Such emotional firmness in a 16 year-old was remarkable. But Luava didn't know what else to do. She had no intention of joining the Westboro family cult and raising children in that kind of environment, she says. And she Mark wouldn't leave. Meanwhile, one can only imagine the kind of talk this generated among the deeper keels in Luava's cheerleading set. She was certainly a girl with a foot in both worlds.
After the break-up, reportedly neither Mark nor Luava slept or ate for days. "I walked around in a fog," says Mark. Then he found out he would get a 'B' instead of an 'A' in one of his courses at Washburn. "That meant I was in for more trouble," he adds. "Somehow, the idea my father might now hurt my body after making my heart so miserable...it just seemed insane and ridiculous...and if all this misery was to please God, I was beginning to think it was awfully mean and petty for a Being that had created such a majestic universe... "And that's when I began to hope Luava might be right. That God was a loving God, and not full of hate like my father...and that if He was made of love...then he wouldn't send me to hell for loving her so much, would He? "So I did it. "I just grabbed some clothes and went to a friend's house. He'd told me if I ever wanted to leave, I'd be welcome to stay with his family the first few days. I just showed up on their doorstep and they took me in."
Mark pauses. "It might seem funny now, but those were the most terrifying hours of my life. I lay awake most of the night in their guest room, in cold, absolutely cold terror. Waiting for God to take me. Afraid if I fell asleep, I'd wake up in hell. Literally. The ultimate nightmare. "But I didn't. I woke up in the same bed the next morning. It was then I realized God might be nicer and the world bigger than my father had taught." Mark landed on his feet, renting a room from a retired couple and working, first as a busboy, then as a salesman in a downtown shoestore. He and Luava were re-united, dating on weekend and talking every night on the phone.
However, Mark was in a serious car accident six weeks later and miraculously escaped injury. "That shook me up," he says. "I thought God was giving me one last chance before He did what my father said He'd do. So I high-tailed it back home." And Luava broke it off again. "This time I wasn't so strong," she recalls. "I was totally miserable. I almost went over there many times."
By this time Fred had taken to calling her 'the Philistine whore', so life with father and a broken heart soon had Mark willing to play tennis with death once more. After a few weeks, he returned to his new life. Only to have the pastor swoop in to snatch him back, as he had with Kathy.

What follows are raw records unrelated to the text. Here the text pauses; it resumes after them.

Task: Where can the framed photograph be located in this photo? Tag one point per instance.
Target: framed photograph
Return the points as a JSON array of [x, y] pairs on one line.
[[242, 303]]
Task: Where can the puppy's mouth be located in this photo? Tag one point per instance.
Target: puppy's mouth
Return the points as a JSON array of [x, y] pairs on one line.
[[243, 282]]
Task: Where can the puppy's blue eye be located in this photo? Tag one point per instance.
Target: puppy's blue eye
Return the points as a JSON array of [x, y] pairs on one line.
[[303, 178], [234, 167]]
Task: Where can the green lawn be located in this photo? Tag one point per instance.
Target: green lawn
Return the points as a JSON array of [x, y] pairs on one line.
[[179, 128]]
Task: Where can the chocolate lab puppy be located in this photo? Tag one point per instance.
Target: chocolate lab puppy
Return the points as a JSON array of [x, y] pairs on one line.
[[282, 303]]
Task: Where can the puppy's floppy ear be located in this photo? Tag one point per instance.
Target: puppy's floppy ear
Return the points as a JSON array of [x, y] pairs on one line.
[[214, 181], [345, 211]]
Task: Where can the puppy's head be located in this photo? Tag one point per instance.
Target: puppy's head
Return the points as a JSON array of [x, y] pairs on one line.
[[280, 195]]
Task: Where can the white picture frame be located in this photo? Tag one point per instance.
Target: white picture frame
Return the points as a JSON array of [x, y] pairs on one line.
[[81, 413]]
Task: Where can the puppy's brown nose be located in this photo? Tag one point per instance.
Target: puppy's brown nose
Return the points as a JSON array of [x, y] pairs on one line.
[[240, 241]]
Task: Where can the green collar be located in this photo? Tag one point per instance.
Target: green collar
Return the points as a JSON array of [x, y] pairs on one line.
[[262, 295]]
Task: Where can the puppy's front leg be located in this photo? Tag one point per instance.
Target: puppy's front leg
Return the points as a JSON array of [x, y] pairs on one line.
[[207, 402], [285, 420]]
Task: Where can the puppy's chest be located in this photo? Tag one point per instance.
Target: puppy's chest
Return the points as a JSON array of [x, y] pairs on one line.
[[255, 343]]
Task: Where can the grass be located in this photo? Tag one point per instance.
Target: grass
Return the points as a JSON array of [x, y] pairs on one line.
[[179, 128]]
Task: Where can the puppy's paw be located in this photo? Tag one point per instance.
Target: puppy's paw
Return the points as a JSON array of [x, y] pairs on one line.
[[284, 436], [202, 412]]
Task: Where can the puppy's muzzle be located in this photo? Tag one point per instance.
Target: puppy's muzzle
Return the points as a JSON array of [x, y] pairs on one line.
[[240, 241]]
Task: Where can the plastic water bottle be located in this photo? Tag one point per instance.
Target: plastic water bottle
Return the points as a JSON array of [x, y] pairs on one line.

"That time, however," says Mark, "I was lucky. Just as we pulled up to the church on 12th, some of my dad's law clients pulled up too. "It was like a Hitchcock film: my father couldn't do anything in front of them, so I just got out, walked through the front door, and out the back. Nobody stopped me."
After that, Mark held on to his independence and his dreams with an impressive tenacity. "I knew I made enough money for only two of the following," he says: "an apartment; a car; and college tuition. I needed the car; and-now that it was for me and not my father-I wanted to finish college."
For two years, Mark slept in his car or in the backroom of the print shop where he worked all day. In the evenings he took classes, and on weekends he worked as a dishwasher in a restaurant. He took his showers at the gym. Luava completed her junior year and senior years at Topeka High, dating Mark on weekends.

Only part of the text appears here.